For ethnomusicologist Michael Frishkopf, music is a basic human need. It might not rank as high as food, water and shelter for human survival, but once you have those basics covered, "people need music for their spiritual and social well-being," he said.
Almost everything Frishkopf touches relates in some way to promoting health and human connection through music-with populations as far away as Africa and the Middle East, and with refugees here in Edmonton.
"I decided a long time ago that I wanted to devote myself to doing this sort of music development work," he said. "As professors, we're really privileged and we need to think about giving back in a wide context."
In recognition of the wider project he has undertaken since 2007, which he calls Music for Global Human Development, the director of the U of A's Canadian Centre for Ethnomusicology will receive this year's Community Connections Award for a community scholar.
Beyond the academy, Frishkopf is perhaps best known for his work linking music and health awareness in Ghana.
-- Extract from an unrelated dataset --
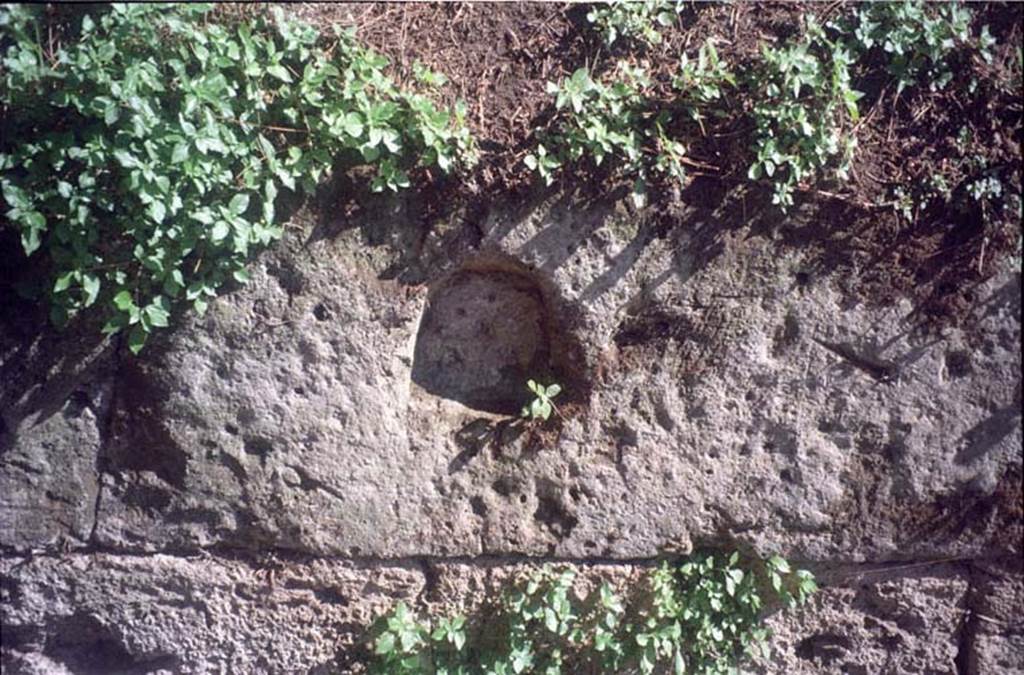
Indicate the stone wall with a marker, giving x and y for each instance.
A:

Along with his own students and local musicians, an outreach initiative called Singing and Dancing for Health uses traditional music and dance to carry public health messages from village to village in the north of the country.
One village was so impressed they made Frishkopf a "chief of goodwill," or the Maligu Naa of Tolon.
In 2009, he co-produced a CD of music by Liberian refugees called Giving Voice to Hope, and worked with those same musicians to co-produce a hip-hop music video and documentary film promoting clean water and sanitation.
He is currently using song and dance to raise awareness about maternal and neonatal health in Ethiopia, a country with an inordinately high maternal mortality rate.
"Like the dance dramas in Northern Ghana, we use drama, music and emotion to galvanize people into an awareness of something that's important to them," said Frishkopf.
"Music is a powerful social tool for raising awareness, changing behaviour, building solidarity and teaching. It's not the whole solution, but it has an important role to play, with tremendous potential to transform consciousness, not only locally but globally as well."
Here at home, Frishkopf's work with Syrian refugees demonstrates the power of music is in forging social bonds. He recalls an invitation to perform at the refugees' hotel with his Middle Eastern and North African Music Ensemble.
"It was just as they were starting to arrive in the city," he said. "They were cooped up in the middle of winter, and when we performed I was amazed at how much energy the music brought out," he said.
"Some of them started dancing Debka, the Middle Eastern line dance; some wanted to take the mic and recite poetry and sing songs. One guy brought a migwiz out of his pocket, which is a reed instrument used in the dance. Suddenly it seemed like we were all performing together."
Frishkopf invited those interested to join his ensemble, and some did.
"It was just remarkable how music had that power to reach into the community, with people forming new friendships and playing together."
Through the Edmonton Mennonite Centre for Newcomers, Frishkopf also brought music into elementary and high schools to work with newcomers of various backgrounds.
"My students went in and did various music projects on how to enliven people's social relationships and help them integrate into Edmonton life," he said.
Most recently, he has been exploring therapeutic applications of music, using machine learning, for example, to manipulate the sonic parameters of a sound to induce calm in a person.
He said he hopes the fcat he's won the community connection award brings attention to music as a serious field of study-especially when it comes to securing health funding.
"Music and healing go together pretty much like coffee and cream everywhere…. To shine a little light on that is valuable, to show that it can really help motivate people, bring them together, create cultural continuity and be therapeutic in itself."